Ein Mauerblümchen ist das Maute-Areal freilich nicht. Nun hat der Gemeinderat den Abriss sämtlicher Gebäudeteile beschlossen. Foto: Engelhardt

Gemeinderat: Maute wird zurückgebaut

Der Gemeinderat hat am Dienstagabend den Rückbau sämtlicher Gebäudeteile auf dem Maute-Areal beschlossen. Die Bauarbeiten sollen schon spätestens im Mai 2022 starten.

Bisingen. Schon der Abriss der Maute-Ruinen ist ein Millionenprojekt: 2,2 bis 2,6 Millionen Euro braucht es, um künftigen Investoren im Wortsinne das Feld zu ebnen. Die Dauer der Arbeiten wird auf neun bis zwölf Monate geschätzt. Und der Gemeinderat hat am Dienstagabend mit dem Beschluss, alle ober- und unterirdischen Gebäude abzureißen, zwar einen riesengroßen Schritt nach vorne gemacht, doch die Sitzung zeigte auch: Das ist erst der Anfang.

Der Zeitplan sieht so aus: Bis spätestens November soll das Leistungsverzeichnis für die Abrissarbeiten stehen, bis Januar 2022 werden die Arbeiten ausgeschrieben und bis März vergeben. Demnach beginnt der Abriss – falls alles nach Plan verläuft – spätestens im Mai. Bis zum Frühjahr 2023 soll es dauern, dann ist das Areal im Herzen Bisingens dem eingeebnet.

Direkt um das Maute-Areal befindet sich ein Wohngebiet, teils grenzen die Wohnhäuser direkt ans Abrissgrundstück. Bei der Gemeindeverwaltung seien, wie Bürgermeister Roman Waizenegger verkündete, daher einige Anfragen im Hinblick auf den bevorstehenden Abbruch eingegangen. Anwohner merkten insbesondere den Staub und Dreck an, der durch die Baustelle entsteht. Waizenegger: "Der Abbruch wird mit Bedacht auf die Anwohner" durchgeführt.

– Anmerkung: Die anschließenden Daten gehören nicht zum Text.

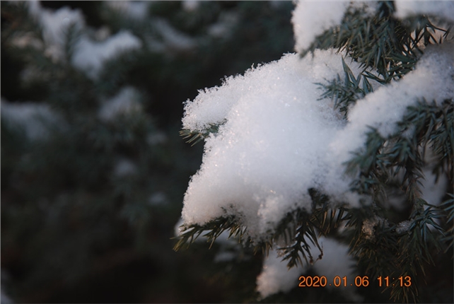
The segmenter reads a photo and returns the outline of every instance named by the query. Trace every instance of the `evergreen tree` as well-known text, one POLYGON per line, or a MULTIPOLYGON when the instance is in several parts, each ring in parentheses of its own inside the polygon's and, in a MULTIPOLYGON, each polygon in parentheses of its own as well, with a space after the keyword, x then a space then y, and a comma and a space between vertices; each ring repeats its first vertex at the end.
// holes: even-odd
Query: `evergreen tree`
POLYGON ((290 51, 292 4, 1 5, 1 301, 228 301, 214 252, 172 250, 182 103, 290 51))
POLYGON ((234 262, 262 252, 265 302, 451 303, 453 16, 450 1, 299 2, 299 57, 185 104, 180 133, 205 150, 175 250, 203 235, 239 243, 221 247, 234 262))

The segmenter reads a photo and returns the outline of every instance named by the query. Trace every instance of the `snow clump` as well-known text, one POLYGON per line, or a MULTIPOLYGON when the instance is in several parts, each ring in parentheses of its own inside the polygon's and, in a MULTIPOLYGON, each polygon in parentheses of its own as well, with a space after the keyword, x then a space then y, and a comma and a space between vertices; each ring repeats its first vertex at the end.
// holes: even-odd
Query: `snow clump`
MULTIPOLYGON (((320 237, 318 242, 323 250, 323 257, 317 261, 311 267, 319 276, 325 276, 327 288, 335 288, 354 302, 361 302, 362 297, 355 291, 354 271, 355 261, 349 255, 349 247, 333 239, 320 237), (342 289, 336 288, 334 286, 335 276, 343 278, 347 276, 347 287, 342 289)), ((317 248, 311 248, 311 255, 318 257, 320 252, 317 248)), ((287 292, 298 286, 300 276, 309 269, 309 267, 293 267, 289 269, 286 263, 282 262, 282 257, 276 250, 270 250, 269 254, 263 263, 262 272, 257 277, 257 291, 262 298, 266 298, 279 291, 287 292)), ((342 281, 342 286, 344 281, 342 281)), ((357 289, 357 288, 356 288, 357 289)))
MULTIPOLYGON (((296 207, 310 207, 307 189, 323 187, 330 143, 344 125, 315 83, 343 75, 341 54, 296 54, 230 77, 187 102, 183 128, 221 124, 206 139, 202 165, 184 199, 185 224, 234 214, 259 237, 296 207)), ((355 62, 348 62, 358 74, 355 62)), ((339 195, 348 192, 349 180, 339 195)), ((342 182, 334 183, 339 187, 342 182)), ((328 191, 330 192, 330 191, 328 191)))
POLYGON ((301 52, 309 47, 314 38, 330 28, 341 23, 349 1, 300 1, 293 12, 295 50, 301 52), (308 30, 310 29, 310 30, 308 30))

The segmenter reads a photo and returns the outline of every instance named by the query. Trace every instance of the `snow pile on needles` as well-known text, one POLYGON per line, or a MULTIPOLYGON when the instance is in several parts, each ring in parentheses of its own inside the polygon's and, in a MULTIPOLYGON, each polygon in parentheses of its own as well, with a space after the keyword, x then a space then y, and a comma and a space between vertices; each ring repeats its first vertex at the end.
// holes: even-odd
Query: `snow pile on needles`
MULTIPOLYGON (((453 11, 452 4, 440 3, 435 8, 419 4, 397 2, 400 11, 396 17, 442 12, 442 17, 452 19, 452 14, 446 16, 453 11)), ((364 6, 370 13, 376 4, 352 5, 364 6)), ((316 36, 340 25, 348 7, 343 1, 298 2, 292 18, 296 50, 301 52, 316 36)), ((244 76, 226 78, 220 87, 200 90, 194 100, 185 103, 183 129, 203 132, 212 125, 220 127, 206 139, 200 170, 185 195, 185 225, 233 215, 248 227, 248 236, 260 240, 286 213, 310 209, 311 187, 335 201, 357 206, 361 197, 349 191, 352 177, 344 174, 343 163, 363 146, 369 127, 388 136, 397 130, 396 123, 407 107, 418 100, 441 102, 454 95, 454 45, 445 42, 428 47, 416 69, 401 81, 381 86, 374 83, 374 92, 351 106, 345 121, 330 100, 320 99, 322 91, 316 84, 338 74, 342 78, 345 57, 332 49, 315 50, 313 56, 302 59, 284 54, 251 68, 244 76)), ((355 76, 361 71, 348 57, 346 62, 355 76)), ((320 240, 325 243, 325 257, 315 263, 315 270, 327 276, 334 269, 337 275, 352 277, 353 260, 347 247, 320 240)), ((272 251, 257 277, 257 291, 262 297, 287 291, 304 271, 288 270, 272 251)), ((353 300, 361 300, 354 293, 346 292, 353 300)))

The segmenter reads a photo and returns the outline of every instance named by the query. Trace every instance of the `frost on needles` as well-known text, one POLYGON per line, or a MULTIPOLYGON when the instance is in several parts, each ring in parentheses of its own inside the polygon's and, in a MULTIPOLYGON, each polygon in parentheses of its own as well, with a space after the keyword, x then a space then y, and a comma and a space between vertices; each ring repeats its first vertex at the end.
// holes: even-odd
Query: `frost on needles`
MULTIPOLYGON (((445 216, 452 226, 452 199, 441 204, 453 184, 452 16, 449 2, 435 8, 298 2, 292 18, 298 53, 228 77, 185 104, 182 134, 204 139, 204 151, 185 195, 176 247, 230 230, 245 245, 279 251, 268 259, 304 267, 321 262, 320 235, 333 252, 344 246, 334 239, 344 235, 352 255, 342 250, 333 258, 366 262, 371 277, 392 267, 424 271, 411 265, 431 259, 426 244, 399 238, 422 233, 428 242, 452 245, 452 236, 441 237, 452 228, 435 220, 445 216), (444 185, 436 187, 441 194, 431 190, 436 185, 444 185), (401 223, 383 212, 405 206, 412 214, 401 223), (381 250, 395 256, 373 264, 371 255, 382 252, 368 252, 366 245, 379 235, 395 240, 381 250), (397 254, 410 245, 413 257, 397 254)), ((288 290, 279 278, 304 271, 265 264, 274 266, 257 279, 263 296, 288 290)), ((347 275, 351 269, 344 264, 347 275)), ((408 300, 414 293, 392 297, 408 300)))

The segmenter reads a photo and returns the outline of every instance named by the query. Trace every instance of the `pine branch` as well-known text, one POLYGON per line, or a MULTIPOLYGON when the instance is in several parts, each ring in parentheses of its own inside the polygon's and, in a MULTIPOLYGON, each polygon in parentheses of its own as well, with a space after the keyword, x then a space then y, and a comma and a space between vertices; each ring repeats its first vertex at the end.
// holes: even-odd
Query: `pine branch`
POLYGON ((421 46, 443 42, 450 29, 435 26, 425 16, 400 21, 394 11, 392 1, 379 1, 372 17, 363 8, 350 7, 339 26, 325 31, 301 55, 334 47, 378 74, 365 71, 365 77, 380 83, 401 78, 414 69, 421 46), (434 35, 440 32, 443 37, 436 40, 434 35))
POLYGON ((183 136, 183 139, 189 139, 186 142, 191 144, 191 146, 192 146, 207 138, 210 134, 216 134, 219 130, 219 124, 211 124, 209 127, 204 131, 184 129, 180 131, 180 136, 183 136))
POLYGON ((344 113, 344 118, 347 119, 348 109, 351 104, 354 104, 359 99, 363 98, 366 95, 373 91, 372 85, 368 81, 367 77, 360 74, 355 77, 350 68, 347 65, 342 58, 342 67, 344 72, 344 82, 340 79, 340 76, 327 84, 320 83, 315 83, 325 90, 319 100, 326 98, 331 98, 334 101, 334 109, 339 108, 341 112, 344 113), (362 85, 361 83, 362 81, 362 85))
POLYGON ((178 240, 173 247, 175 251, 178 251, 185 245, 189 247, 190 244, 193 243, 204 233, 205 234, 202 236, 207 238, 207 242, 210 242, 209 247, 211 248, 216 239, 226 230, 230 230, 228 238, 238 237, 239 242, 241 242, 245 232, 245 228, 241 225, 236 217, 231 216, 220 217, 204 225, 182 226, 180 228, 182 230, 182 233, 175 238, 178 240))

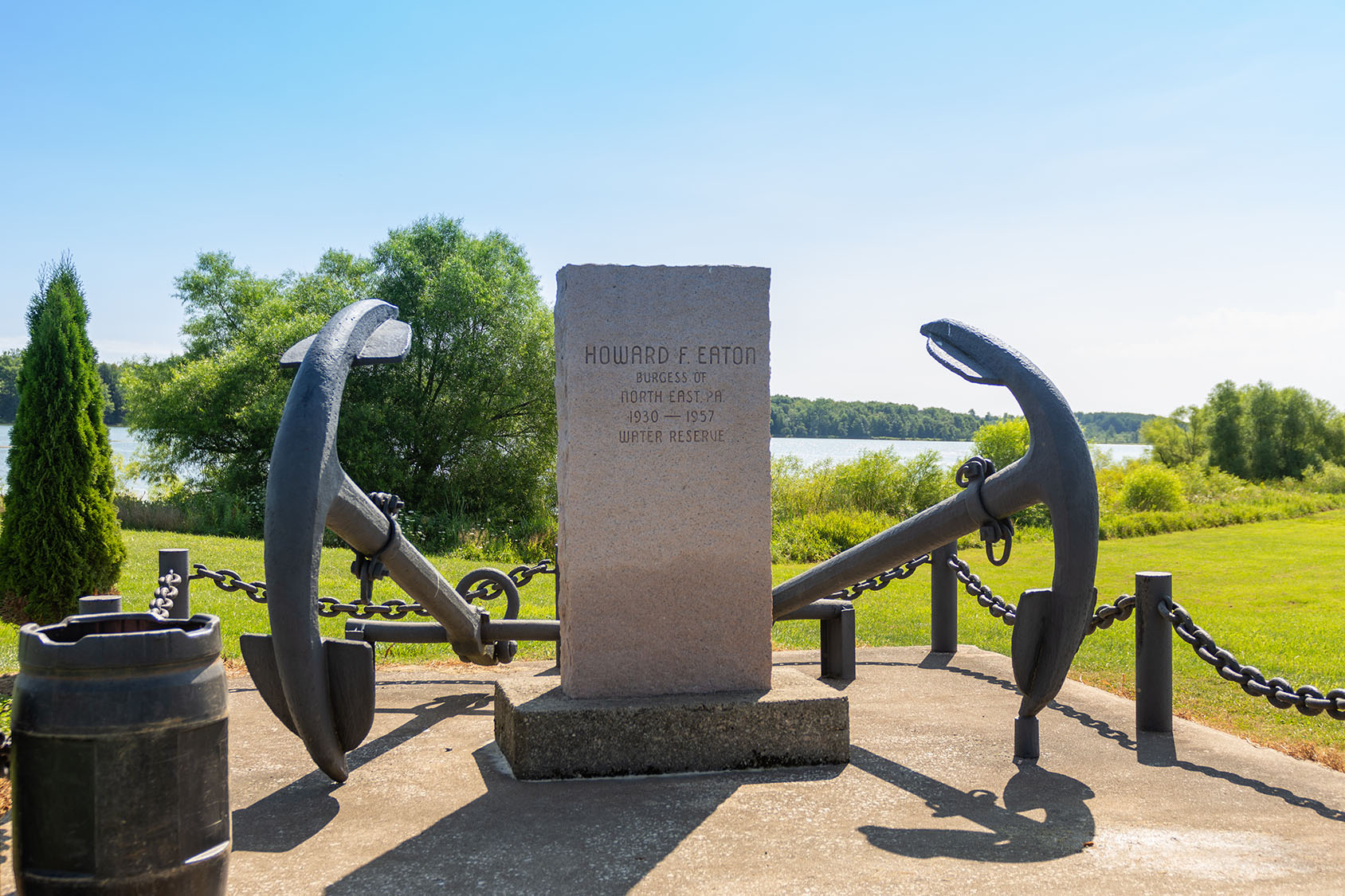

Im Hinblick auf den Standort für den neuen Polizeiposten berichtete Waizenegger, dass er im Gespräch mit dem Chef des Polizeipräsidiums Reutlingen war. Dieser habe deutlich gemacht, dass die Zeit drängt, man also nicht unbedingt warten könne, bis das Maute-Areal fertiggestellt sein wird. Der Bürgermeister schlug deshalb vor, den Polizeiposten in einem Gebäude unterzubringen, das vielleicht früher bezogen werden könnte. Dieses befindet sich näher am Bahnhof, direkt an der Bahnhofstraße.

Zuvor hatten die Vertreter eines Ingenieurbüros die Vor- und Nachteile eines teilweise und eines Gesamtrückbaus (ober- und unterirdische Gebäude) dargelegt. Während des Vortrags zeigte sich, dass der Gesamtabriss im Vergleich zum Teilabriss mehr Vorteile hat. Das Votum des Gemeinderats fiel einstimmig aus.

Schon bald sollen die Bürger wieder mitreden können, wenn es um die Neugestaltung des Maute-Areals geht. Dies geschieht bei einer Informationsveranstaltung, bei der die Gemeinde über den Rahmenplan und den Stand beim Abriss berichten wird. Diese Veranstaltung findet am Mittwoch, 22. September, von 18 Uhr an in der Hohenzollernhalle statt. Der Saal öffnet bereits eine halbe Stunde früher.

Die Experten werden die Bürger zunächst über den aktuellen Stand sowie über die weiteren Schritte informieren und stehen für Fragen und Anregungen zur Verfügung. Der Austausch erfolgt anhand der Informationsstände – wie bereits aus einer vergangenen Info-Veranstaltung bekannt. Dort stehen Experten für Gespräche zur Verfügung. Es gibt drei Stände zu diesen Themen:Rahmenplan, Gebäuderückbau und weiteres Vorgehen mit Ausblick auf Workshop zum Thema Gestaltung der Aufenthaltsbereiche.

Auf Einladung von Staatsministerin Annette Widmann-Mauz wird Nicole Razavi, Ministerin für Landesentwicklung und Wohnen des Landes Baden-Württemberg, am Freitag, 17. September, das Maute-Areal besichtigen. Der Rundgang mit Turmbesteigung findet mit Bügermeister Roman Waizenegger statt und beginnt um 11 Uhr (bis 11.50 Uhr). Treffpunkt: Ecke Raichbergstraße/Zollernstraße. Von 12 bis 13.15 Uhr findet ein Austausch über das Maute-Areal im Brielhof in Hechingen statt, an dem ebenfalls Waizenegger teilnimmt.